Awareness comes and goes. But that’s okay. That’s how awareness works. It’s how the mind works. Things come and go. It’s the nature of the mind’s design. The mind will carry you away, to the past, to the future, but you have it within you to remember to bring the mind back to this present moment, especially if it’s carrying you somewhere you don’t want to go.
A good place to remember to come back to is this breath, in this body, right now.
Doing this can help you find a slither of space to help you work through – or change how you relate to - problems such as stress, lack of confidence, procrastination, fear of failure, and much more.
Every day, take several full deep breaths, allowing yourself to let go of anything that bothers you.
Every day, come back to this breath, this body, right now, and remember you are already mindful.
Every day, allow yourself to come back home to who you already are so that when you show up for your work you have a better chance to not only get the job done but also accomplish things that move you forward.
Promise yourself when you find yourself exhausted, frazzled, impulsive, or craving, to simply take a moment to stop and bring awareness to this breath, this body, right now.
This breath, this body, right now, supporting you.
This breath, this body, right now, anchoring you. Grounding you.
Maybe use this awareness as a mantra:
For instance …
with this breath, this body, right now I can find the space to make better decisions
with this breath, this body, right now, I can be with this difficult conversation
with this breath, this body, right now I can express my needs
with this breath, this body, right now I can be present for the people I choose to serve
with this breath, this body, right now, I can be here for this person I love
This breath, this body, right now is where the inward journey starts.
It’s the journey of taking care of yourself.
It’s not easy to do.
But it's what we’re being invited to do.
It's an invitation to possibility.
In particular, the possibility of accepting who you already are, rather than who you think, or who you have been told, you should be.
We explore this possibility through meditation. What you're doing here is meditating.
One meditation teacher taught me that meditation is experiencing. Another teacher taught me that during meditation you become non-judgementally aware of being the experiencer experiencing the experience. Essentially, you recognise what you are experiencing as you are experiencing it - such as a thought, an emotion, a sensation - and understand and accept why you are experiencing it.
Acceptance is key. Acceptance leads to finding something called space within the experience. A famous phrase that elucidates upon this and is widely used within mindfulness teaching is:
“Between stimulus and response, there is a space. In that space is our power to choose our response. In our response lies our growth and our freedom.”
You already have the space between stimulus and response. It's within you. It's embodied.
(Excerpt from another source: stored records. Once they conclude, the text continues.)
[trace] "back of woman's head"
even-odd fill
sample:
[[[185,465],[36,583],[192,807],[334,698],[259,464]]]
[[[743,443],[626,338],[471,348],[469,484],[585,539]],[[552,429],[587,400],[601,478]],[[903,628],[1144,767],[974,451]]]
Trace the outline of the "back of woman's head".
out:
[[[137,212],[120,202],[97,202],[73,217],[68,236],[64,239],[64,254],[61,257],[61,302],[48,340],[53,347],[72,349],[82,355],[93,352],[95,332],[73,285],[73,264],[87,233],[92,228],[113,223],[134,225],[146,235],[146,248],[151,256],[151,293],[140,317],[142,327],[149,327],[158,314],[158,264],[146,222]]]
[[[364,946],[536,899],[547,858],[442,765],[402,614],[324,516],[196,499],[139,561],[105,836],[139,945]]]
It gives you a slither of time to choose a wise (or at least a wiser, more considered) response.
The breath and the body can help you to do this.
The breath and the body can help you slow down.
The breath and the body can meet contraction with expansion.
The breath and the body can help you understand the terms and conditions of your job as a meditator.
One teacher puts it like this:
"A meditator’s job is to remember to be aware. Whether you are standing, sitting, lying down, or walking if you remember that you are aware, then you are meditating, and you are cultivating this wholesome quality of mind. We always start with awareness …. What the mind is aware of—the objects of awareness such as sensations, thoughts, perceptions, and emotions—isn’t really important. … What’s important is the quality of the observing mind that is always working in the background to be aware. The more we remember to be aware, the more we nourish the wisdom that dissolves stress and suffering."
Mindfulness is remembering to be aware.
You already know how to remember.
Welcome to 'already mindful'.
Most importantly, welcome to reflections, meditations, and the practical wisdom of teachers, practitioners, and influencers who can help you find mindfulness in what's already here for you, so that mindfulness practice makes sense for you in the here and now of your life.
Thank you for your time and attention.